Chapitre 2.
La jeune fille se réveilla en sursaut. Elle se trouvait dans un lit de l'infirmerie. Regardant autour d'elle, elle vit que ça sœur n'était plus la. Une violente envie de vomir la prit, et elle tira la cuvette qui se trouvait sous chaque lit. Ces lits blancs. Ces lits morts. Ces lits vides. Le lit de sa sœur n'était pas encore fait. La seule vue de ces draps la rendit malade et elle se leva prestement. Elle avait toujours son tee-shirt de nuit, qui lui arrivait a mi-cuisse, et qu'elle n'avait pas quitté depuis que Mc Gonagall était venue la chercher dans son dortoir, aux alentours de minuit, pour lui annoncer que sa sœur avait fait un énième malaise. Elle s'assit dans le coin de l'infirmerie le plus éloigné du lit de sa sœur, et prit sa tête entre ses mains, les larmes repartant de plus belle. Qu'avait elle fait, à Merlin ou à Morgane, pour qu'elle soit punit ainsi ? Une douleur lancinante se faisait de plus en plus ressentir dans sa poitrine. Elle avait l'impression de suffoquer, il fallait qu'elle sorte. Se précipitant, elle poussa de toutes ses forces la porte de l'infirmerie, qui s'ouvrit dans un fracas impressionnant, lorsqu'elle alla cogner contre le mur. Les élèves présents dans le couloir se figèrent tous et la regardèrent, stupéfiés. Elle se mit à courir le plus vite possible, ses pieds heurtant le marbre du couloir en silence. Elle devait réellement avoir l'air d'une folle, à courir ainsi, aussi peu vêtu, décoiffée comme jamais. Mais elle s'en fichait désormais. Plus rien ne l'atteignait. Plus rien. Arrivant dans le hall, elle enfonça presque les lourdes portes et se précipita dehors. Le vent de novembre et le froid cassant l'assaillirent, lui rougissant les joues et la gelant jusqu'aux os. Mais elle continua sa course. Il ne fallait pas qu'on l'attrape. Elle ne voulait pas. Fuir s'il le fallait, mais ne pas rester la. Dans ce château qui avait assisté tout comme elle à la mort de Phoebe. Phoebe, morte, tuée par le sort d'un mangemort qui l'avait affaiblit aussi doucement que douloureusement. Malyra pénétra dans la forêt interdite. Elle en avait toujours eu peur. Mais la, elle ne ressentait rien. Elle s'assit au pied d'un arbre et tenta de se clamer. Mais les souvenirs l'assaillaient comme des coups de poignards. Une douleur en traitre.
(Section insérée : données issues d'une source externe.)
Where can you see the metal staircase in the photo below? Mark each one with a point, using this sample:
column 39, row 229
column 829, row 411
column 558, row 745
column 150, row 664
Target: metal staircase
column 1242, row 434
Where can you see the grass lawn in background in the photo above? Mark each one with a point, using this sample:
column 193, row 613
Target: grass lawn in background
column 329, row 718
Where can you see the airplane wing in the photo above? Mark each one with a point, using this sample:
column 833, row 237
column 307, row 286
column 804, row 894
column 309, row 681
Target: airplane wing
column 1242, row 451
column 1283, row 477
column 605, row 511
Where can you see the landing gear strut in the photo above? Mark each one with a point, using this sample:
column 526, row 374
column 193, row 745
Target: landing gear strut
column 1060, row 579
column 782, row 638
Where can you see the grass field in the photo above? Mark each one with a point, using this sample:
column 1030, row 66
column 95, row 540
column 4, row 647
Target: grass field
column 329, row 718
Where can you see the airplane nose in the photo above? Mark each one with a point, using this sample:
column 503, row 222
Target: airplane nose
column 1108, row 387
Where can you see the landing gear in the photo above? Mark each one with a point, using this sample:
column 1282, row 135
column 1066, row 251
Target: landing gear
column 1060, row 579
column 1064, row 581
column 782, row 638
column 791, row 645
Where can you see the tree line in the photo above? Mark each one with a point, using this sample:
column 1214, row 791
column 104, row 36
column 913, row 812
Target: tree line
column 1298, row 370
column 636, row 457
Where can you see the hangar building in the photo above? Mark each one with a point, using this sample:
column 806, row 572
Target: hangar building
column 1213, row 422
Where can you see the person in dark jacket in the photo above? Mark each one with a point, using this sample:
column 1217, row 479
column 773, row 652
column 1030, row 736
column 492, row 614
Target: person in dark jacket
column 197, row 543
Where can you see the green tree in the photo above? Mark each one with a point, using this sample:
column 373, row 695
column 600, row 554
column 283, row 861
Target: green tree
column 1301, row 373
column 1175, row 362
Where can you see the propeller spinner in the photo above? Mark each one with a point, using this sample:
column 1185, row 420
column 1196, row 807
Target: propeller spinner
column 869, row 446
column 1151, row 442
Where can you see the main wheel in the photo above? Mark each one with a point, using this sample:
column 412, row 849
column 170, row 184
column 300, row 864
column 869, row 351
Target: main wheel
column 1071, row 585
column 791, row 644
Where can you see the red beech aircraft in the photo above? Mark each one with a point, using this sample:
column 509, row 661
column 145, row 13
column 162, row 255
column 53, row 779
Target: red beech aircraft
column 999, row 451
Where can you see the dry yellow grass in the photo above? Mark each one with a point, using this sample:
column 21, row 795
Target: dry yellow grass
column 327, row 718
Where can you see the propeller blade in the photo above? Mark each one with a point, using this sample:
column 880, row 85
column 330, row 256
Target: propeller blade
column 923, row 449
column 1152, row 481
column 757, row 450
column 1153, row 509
Prenant sa tête dans ses mains elle cria de toutes ses forces.
Un instant plus tard, elles tombaient toutes les deux lourdement sur le sol du hall de Ste Mangouste. Les patients se figèrent tandis que des médicomages se précipitaient vers elles.
- Jeune fille, tu m'entends ? Comment t'appelles-tu ? Tu as mal ?
- Malyra Jordan. Non, occupez vous de ma sœur, pitié.
- Oui, bien sur. Tu peux me dire ce qu'il s'est passé ?
- Elle… Je… Mangemorts… elle a reçu un sort…
La jeune femme sombra dans l'inconscience.
Un rayon de soleil l'empêchait de dormir. Les volets de sa chambre n'aurait pas dut laisser passer la lumière. Peut être avait elle oublié de les fermés hier ? Elle ouvrit péniblement les yeux. Elle avait mal à la tête. La fête… Non. Ce n'était pas la fête… elle se leva d'un bond, mais une douleur vive lui traversa le poigné. Elle arracha l'aiguille qui s'y logeait et sortit rapidement de la pièce, en chemise d'hôpital. Interpellant une infirmière qui parut ébahis du culot de la patiente – sortir du lit sans autorisation ! – elle demanda le plus poliment possible ou se trouvait sa sœur.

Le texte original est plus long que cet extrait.